Pavel Pereverzev
Pavel Pereverzev

Reputation: 499

Finding ONLY Unique Coordinates in List

I have a list of coordinates like

list_cor = 
    [[4190091.4195999987, 7410226.618699998], 
    [4190033.2124999985, 7410220.0823], 
    [4190033.2124999985, 7410220.0823], 
    [4190035.7005000003, 7410208.670500003], 
    [4190033.2124999985, 7410220.0823], 
    [4190022.768599998, 7410217.844300002]]

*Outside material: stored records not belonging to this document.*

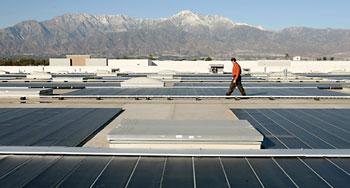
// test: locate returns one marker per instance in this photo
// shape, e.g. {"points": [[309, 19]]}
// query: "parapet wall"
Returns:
{"points": [[144, 66]]}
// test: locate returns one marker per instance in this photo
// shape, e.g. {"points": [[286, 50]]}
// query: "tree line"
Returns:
{"points": [[23, 62]]}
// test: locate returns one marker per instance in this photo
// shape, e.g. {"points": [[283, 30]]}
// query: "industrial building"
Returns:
{"points": [[169, 124]]}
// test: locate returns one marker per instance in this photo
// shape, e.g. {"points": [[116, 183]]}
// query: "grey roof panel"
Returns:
{"points": [[52, 126], [185, 131]]}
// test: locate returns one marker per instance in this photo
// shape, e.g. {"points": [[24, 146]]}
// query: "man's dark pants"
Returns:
{"points": [[238, 84]]}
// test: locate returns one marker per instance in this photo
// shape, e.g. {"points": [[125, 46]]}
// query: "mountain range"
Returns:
{"points": [[185, 34]]}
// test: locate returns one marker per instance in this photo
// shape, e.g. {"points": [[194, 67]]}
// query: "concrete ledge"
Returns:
{"points": [[24, 92], [37, 150]]}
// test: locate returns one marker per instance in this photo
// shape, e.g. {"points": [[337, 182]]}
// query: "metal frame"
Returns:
{"points": [[193, 97]]}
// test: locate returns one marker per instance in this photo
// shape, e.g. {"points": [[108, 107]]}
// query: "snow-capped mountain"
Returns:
{"points": [[183, 34]]}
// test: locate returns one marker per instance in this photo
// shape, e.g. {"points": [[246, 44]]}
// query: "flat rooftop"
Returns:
{"points": [[306, 134]]}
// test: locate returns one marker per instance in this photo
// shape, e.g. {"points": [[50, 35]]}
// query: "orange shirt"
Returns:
{"points": [[236, 71]]}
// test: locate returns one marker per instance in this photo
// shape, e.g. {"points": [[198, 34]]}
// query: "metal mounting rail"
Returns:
{"points": [[57, 150], [196, 87], [193, 97]]}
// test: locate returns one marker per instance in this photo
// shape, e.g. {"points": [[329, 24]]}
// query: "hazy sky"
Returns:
{"points": [[272, 14]]}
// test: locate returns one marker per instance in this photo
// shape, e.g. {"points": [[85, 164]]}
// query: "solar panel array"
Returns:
{"points": [[51, 126], [300, 128], [207, 91], [119, 171]]}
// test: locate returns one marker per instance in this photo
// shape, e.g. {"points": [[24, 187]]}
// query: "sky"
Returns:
{"points": [[271, 14]]}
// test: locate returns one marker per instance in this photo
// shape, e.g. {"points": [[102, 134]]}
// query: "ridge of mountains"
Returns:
{"points": [[185, 34]]}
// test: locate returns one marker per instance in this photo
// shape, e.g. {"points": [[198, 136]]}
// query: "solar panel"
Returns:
{"points": [[300, 128], [206, 91], [118, 171]]}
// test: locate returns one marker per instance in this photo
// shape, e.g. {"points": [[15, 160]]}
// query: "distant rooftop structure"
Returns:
{"points": [[78, 60]]}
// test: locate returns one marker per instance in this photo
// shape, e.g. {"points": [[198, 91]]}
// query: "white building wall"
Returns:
{"points": [[59, 62], [141, 66], [96, 62]]}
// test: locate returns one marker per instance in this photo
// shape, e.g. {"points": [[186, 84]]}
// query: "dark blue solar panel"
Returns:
{"points": [[299, 128], [117, 171], [205, 92]]}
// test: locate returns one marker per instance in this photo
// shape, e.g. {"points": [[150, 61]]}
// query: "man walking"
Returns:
{"points": [[236, 78]]}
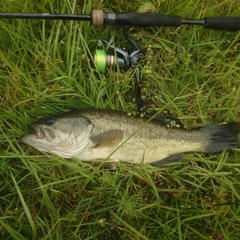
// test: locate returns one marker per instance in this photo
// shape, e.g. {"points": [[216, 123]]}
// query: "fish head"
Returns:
{"points": [[65, 135]]}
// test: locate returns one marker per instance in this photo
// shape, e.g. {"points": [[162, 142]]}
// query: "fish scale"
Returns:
{"points": [[107, 135]]}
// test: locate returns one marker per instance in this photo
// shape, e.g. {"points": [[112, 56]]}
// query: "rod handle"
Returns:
{"points": [[100, 18], [223, 23]]}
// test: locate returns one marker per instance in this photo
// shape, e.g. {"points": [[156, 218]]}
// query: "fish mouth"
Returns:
{"points": [[41, 133]]}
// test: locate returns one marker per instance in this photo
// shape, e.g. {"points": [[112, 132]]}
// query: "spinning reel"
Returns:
{"points": [[109, 56]]}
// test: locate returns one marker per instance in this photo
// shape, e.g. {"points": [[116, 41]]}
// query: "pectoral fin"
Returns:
{"points": [[108, 138], [170, 160]]}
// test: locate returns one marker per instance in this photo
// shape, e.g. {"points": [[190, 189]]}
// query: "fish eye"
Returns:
{"points": [[49, 122]]}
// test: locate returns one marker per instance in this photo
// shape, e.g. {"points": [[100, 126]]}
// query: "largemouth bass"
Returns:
{"points": [[105, 135]]}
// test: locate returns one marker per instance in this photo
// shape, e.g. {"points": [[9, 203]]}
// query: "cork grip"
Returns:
{"points": [[97, 18]]}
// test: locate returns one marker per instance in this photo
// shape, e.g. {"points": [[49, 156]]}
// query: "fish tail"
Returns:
{"points": [[222, 136]]}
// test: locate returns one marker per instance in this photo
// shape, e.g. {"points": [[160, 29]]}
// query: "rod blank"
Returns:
{"points": [[100, 18]]}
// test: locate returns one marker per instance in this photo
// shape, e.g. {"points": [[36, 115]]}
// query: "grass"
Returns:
{"points": [[190, 72]]}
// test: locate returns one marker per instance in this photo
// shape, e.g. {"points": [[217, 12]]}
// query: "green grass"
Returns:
{"points": [[190, 72]]}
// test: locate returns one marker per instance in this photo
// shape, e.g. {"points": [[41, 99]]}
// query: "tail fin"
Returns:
{"points": [[222, 136]]}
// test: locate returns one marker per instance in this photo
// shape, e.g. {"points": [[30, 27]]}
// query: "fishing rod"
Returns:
{"points": [[107, 55], [100, 18]]}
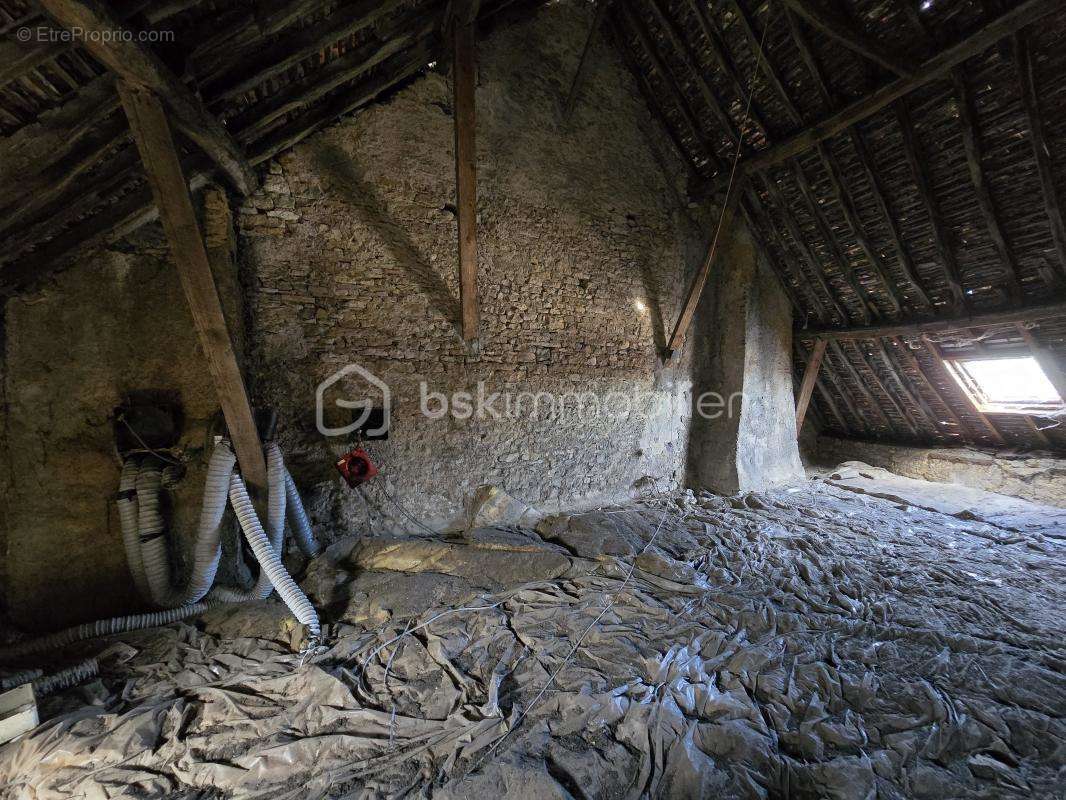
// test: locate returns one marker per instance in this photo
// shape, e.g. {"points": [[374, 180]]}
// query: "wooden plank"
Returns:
{"points": [[839, 28], [946, 324], [152, 137], [1042, 153], [936, 67], [943, 249], [699, 280], [809, 378], [571, 95], [463, 34], [107, 41], [971, 143]]}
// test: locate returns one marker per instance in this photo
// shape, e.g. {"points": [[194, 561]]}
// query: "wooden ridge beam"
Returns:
{"points": [[911, 361], [190, 257], [809, 378], [463, 33], [935, 67], [1042, 153], [940, 241], [1054, 309], [971, 143], [699, 280], [837, 27], [579, 74], [138, 65], [688, 56]]}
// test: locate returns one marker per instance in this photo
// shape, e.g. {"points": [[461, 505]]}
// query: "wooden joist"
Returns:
{"points": [[839, 28], [699, 280], [946, 324], [936, 67], [809, 379], [971, 143], [136, 65], [156, 144], [594, 29], [463, 41], [1042, 153]]}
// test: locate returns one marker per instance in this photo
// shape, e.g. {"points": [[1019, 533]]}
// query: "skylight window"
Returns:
{"points": [[1006, 385]]}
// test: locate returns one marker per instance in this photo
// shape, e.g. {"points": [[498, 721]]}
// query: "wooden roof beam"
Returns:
{"points": [[138, 65], [918, 326], [971, 143], [1042, 153], [935, 67], [839, 28]]}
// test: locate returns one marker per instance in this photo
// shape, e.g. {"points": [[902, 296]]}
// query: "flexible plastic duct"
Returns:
{"points": [[276, 502], [128, 518], [65, 678], [98, 628], [150, 529], [270, 560], [299, 523]]}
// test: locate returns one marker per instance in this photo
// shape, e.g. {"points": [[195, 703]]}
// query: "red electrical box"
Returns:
{"points": [[356, 467]]}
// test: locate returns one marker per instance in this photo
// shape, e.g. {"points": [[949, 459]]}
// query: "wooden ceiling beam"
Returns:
{"points": [[579, 74], [1042, 153], [809, 378], [943, 249], [935, 67], [971, 143], [1054, 309], [837, 27], [189, 255], [138, 65]]}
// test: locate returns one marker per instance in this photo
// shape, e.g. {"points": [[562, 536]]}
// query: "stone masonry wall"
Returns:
{"points": [[350, 257]]}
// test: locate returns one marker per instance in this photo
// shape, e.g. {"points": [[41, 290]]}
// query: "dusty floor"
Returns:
{"points": [[857, 637]]}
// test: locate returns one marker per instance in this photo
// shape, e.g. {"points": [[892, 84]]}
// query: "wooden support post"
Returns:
{"points": [[699, 281], [463, 34], [154, 141], [571, 96], [809, 378]]}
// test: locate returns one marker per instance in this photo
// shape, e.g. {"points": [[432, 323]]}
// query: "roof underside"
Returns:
{"points": [[886, 220], [938, 205]]}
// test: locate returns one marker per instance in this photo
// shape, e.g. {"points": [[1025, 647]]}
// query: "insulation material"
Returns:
{"points": [[818, 641]]}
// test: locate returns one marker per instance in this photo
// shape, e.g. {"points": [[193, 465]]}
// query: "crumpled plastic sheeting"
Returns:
{"points": [[796, 643]]}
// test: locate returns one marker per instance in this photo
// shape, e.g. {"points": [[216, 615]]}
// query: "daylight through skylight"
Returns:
{"points": [[1005, 384]]}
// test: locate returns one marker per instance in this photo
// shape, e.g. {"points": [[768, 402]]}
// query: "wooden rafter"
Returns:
{"points": [[839, 28], [594, 29], [809, 378], [971, 143], [133, 63], [935, 67], [463, 36], [945, 324], [943, 249], [699, 280], [191, 261], [1042, 153]]}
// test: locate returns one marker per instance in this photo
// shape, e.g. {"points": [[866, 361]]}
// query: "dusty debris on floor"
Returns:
{"points": [[845, 638]]}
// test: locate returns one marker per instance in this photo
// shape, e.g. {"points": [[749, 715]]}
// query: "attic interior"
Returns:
{"points": [[615, 399]]}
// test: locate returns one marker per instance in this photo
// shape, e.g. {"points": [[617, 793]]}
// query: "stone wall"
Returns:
{"points": [[348, 255], [743, 432], [1031, 477]]}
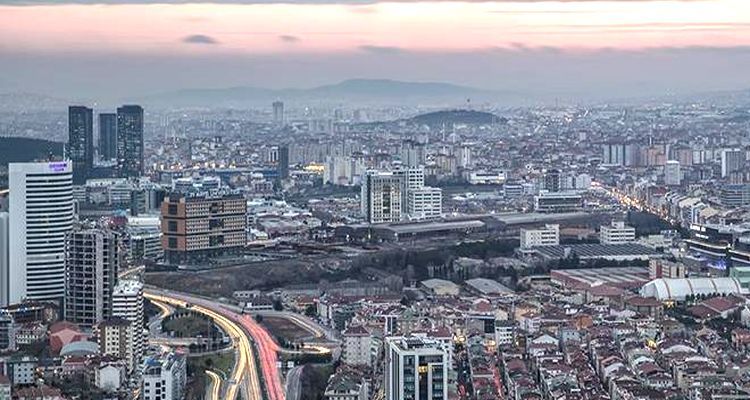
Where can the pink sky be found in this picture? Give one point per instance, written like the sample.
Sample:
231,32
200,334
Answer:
336,27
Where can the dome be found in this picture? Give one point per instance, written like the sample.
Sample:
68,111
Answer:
680,288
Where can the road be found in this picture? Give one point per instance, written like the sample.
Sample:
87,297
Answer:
294,383
245,372
213,390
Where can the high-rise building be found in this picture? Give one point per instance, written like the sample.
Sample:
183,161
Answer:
127,303
115,338
278,112
672,173
200,225
81,142
130,141
731,160
381,197
4,257
41,215
108,136
283,165
415,369
92,261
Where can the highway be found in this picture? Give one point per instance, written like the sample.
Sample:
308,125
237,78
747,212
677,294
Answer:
245,374
213,390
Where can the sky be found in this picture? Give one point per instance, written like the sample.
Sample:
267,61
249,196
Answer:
615,48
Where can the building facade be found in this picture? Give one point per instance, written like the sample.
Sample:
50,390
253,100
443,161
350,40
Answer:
92,262
197,226
41,215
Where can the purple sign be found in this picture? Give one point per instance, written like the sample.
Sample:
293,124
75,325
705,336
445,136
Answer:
58,166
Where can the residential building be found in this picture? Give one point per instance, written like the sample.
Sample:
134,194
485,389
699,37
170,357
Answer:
92,261
549,235
164,377
415,369
127,303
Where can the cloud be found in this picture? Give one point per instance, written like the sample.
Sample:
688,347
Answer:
199,39
289,38
380,49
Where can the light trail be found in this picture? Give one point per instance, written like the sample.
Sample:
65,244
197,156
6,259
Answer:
245,365
215,385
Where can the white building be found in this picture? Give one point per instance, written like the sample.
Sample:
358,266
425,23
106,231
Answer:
616,233
92,262
415,368
672,173
357,346
164,377
41,214
549,235
425,203
381,197
127,303
731,160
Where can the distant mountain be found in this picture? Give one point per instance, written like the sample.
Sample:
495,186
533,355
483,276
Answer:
17,149
362,90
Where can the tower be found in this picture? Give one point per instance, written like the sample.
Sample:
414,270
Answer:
130,141
81,142
41,215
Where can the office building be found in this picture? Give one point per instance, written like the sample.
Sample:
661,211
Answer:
672,173
731,160
552,180
616,233
81,142
41,215
558,202
127,304
200,225
108,136
278,112
4,258
734,195
549,235
283,165
115,338
164,377
92,261
415,369
130,141
381,197
425,203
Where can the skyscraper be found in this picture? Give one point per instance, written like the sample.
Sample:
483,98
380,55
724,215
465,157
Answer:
283,162
416,369
278,112
41,215
108,136
92,261
130,141
381,197
81,142
731,160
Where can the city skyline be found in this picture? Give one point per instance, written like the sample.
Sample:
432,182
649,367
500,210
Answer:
561,48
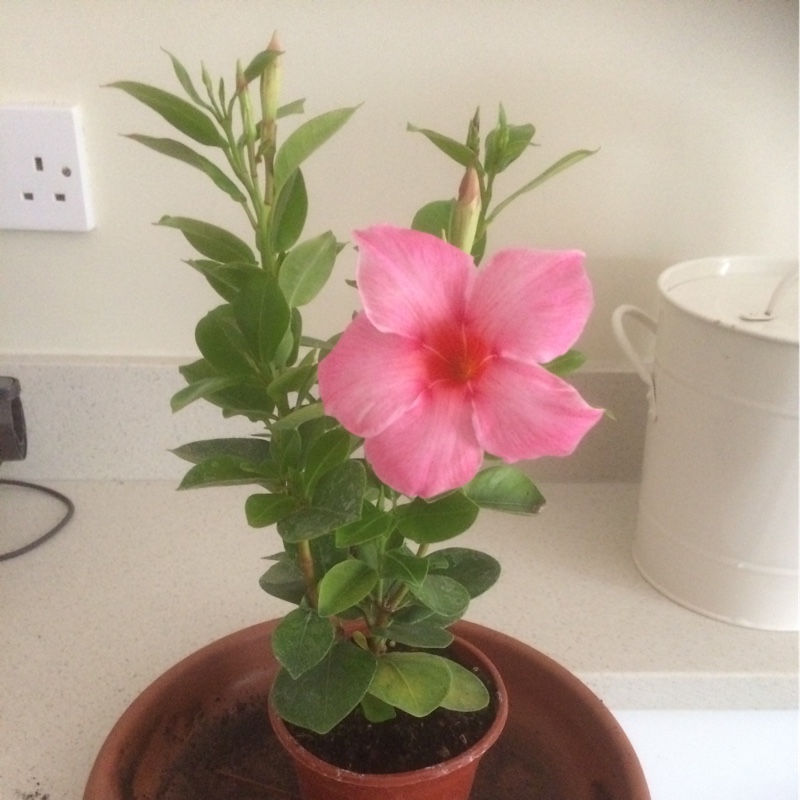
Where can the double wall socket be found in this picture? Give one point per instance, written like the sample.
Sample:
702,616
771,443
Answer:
43,176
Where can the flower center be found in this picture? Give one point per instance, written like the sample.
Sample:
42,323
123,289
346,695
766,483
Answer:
455,355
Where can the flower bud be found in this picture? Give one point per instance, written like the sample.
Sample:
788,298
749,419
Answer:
466,211
271,83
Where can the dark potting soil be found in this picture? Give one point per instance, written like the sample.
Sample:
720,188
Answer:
236,756
401,744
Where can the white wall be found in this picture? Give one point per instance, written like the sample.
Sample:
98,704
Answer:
692,102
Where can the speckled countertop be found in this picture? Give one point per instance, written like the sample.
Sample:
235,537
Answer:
143,575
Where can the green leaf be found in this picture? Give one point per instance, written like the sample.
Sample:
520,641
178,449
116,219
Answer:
443,595
450,147
337,500
211,241
399,565
219,471
414,682
225,279
427,522
185,80
301,640
505,488
222,344
567,363
372,525
376,710
420,634
345,585
467,691
181,152
176,111
303,141
246,449
198,390
263,510
284,581
262,315
434,218
324,695
563,163
307,267
473,570
329,450
289,215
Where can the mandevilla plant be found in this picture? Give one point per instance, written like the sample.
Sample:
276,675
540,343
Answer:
371,445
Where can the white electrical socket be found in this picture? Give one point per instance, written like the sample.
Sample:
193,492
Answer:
43,177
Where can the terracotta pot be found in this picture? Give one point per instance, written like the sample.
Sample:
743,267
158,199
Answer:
559,742
451,779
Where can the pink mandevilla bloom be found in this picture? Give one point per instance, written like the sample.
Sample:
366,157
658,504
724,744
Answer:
444,361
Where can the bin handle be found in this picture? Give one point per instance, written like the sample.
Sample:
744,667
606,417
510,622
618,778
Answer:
645,373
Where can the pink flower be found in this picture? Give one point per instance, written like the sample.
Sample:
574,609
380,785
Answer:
444,361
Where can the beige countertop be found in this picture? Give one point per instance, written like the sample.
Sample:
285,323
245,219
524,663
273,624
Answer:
144,575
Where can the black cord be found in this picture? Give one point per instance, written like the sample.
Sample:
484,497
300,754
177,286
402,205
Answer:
70,506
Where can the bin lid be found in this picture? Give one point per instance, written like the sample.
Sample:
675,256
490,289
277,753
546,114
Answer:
755,295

I need to get only these values:

[[4190091.4195999987, 7410226.618699998], 
[4190035.7005000003, 7410208.670500003], 
[4190022.768599998, 7410217.844300002]]

Tried numpy.unique() but it adds this item [4190033.2124999985, 7410220.0823], which I don't need.

Upvotes: 7

Views: 10063

Answers (5)

Radhey
Radhey

Reputation: 81

Use numpy.unique with axis and return_counts parameters:

arr, uniq_cnt = np.unique(list_cor, axis=0, return_counts=True)
uniq_arr = arr[uniq_cnt==1]

Upvotes: 8

tobias_k
tobias_k

Reputation: 82949

For older version of numpy that don't have the return_counts parameter, you could help yourself with collections.Counter:

>>> list_cor = np.array(list_cor)  # assuming list_cor is a numpy array
>>> counts = collections.Counter(map(tuple, list_cor))
>>> counts_arr = np.array([counts[tuple(x)] for x in list_cor])
>>> list_cor[counts_arr == 1]
array([[ 4190091.4196,  7410226.6187],
       [ 4190035.7005,  7410208.6705],
       [ 4190022.7686,  7410217.8443]])

Upvotes: 1

00__00__00
00__00__00

Reputation: 5367

In simple pure python basic types:

# transform to tuples
list_cor=[tuple(c) for c in list_cor]
# transform back after using set to select unique elements only
list_cor_unique=[list(l) for l in list(set(list_cor))]
# create a copy
list_cor_more_than_once = [i for i in list_cor]
# drop all the elements appearing only once
[list_cor_more_than_once.remove(tuple(l)) for l in list_cor_unique if tuple(l) in list_cor]
# finally, keep the uniques not appearing more than once
list_cor_unique=[l for l in list_cor_unique if (tuple(l) in list_cor) and (not (tuple(l) in list_cor_more_than_once)) ]

Pros:

  • no external libraries

  • would work for higher dimension coordinates

Upvotes: 1

Brett Beatty
Brett Beatty

Reputation: 6003

I like using a dictionary to keep track of counts:

>>> counts = {}
>>> for coordinate in list_cor:
...     coordinate = tuple(coordinate) # so it can be hashed and used as dict key
...     counts.setdefault(coordinate, 0) # add coordinate to dict
...     counts[coordinate] += 1 # increment count for coordinate
...

You then have a dictionary that looks like this:

>>> counts
{(4190091.4195999987, 7410226.618699998): 1, (4190033.2124999985, 7410220.0823): 3, (4190035.7005000003, 7410208.670500003): 1, (4190022.768599998, 7410217.844300002): 1}

You can then use list comprehension to create a list of unique coordinates:

>>> [list(coordinate) for coordinate, count in counts.items() if count == 1]
[[4190091.4195999987, 7410226.618699998], [4190035.7005000003, 7410208.670500003], [4190022.768599998, 7410217.844300002]]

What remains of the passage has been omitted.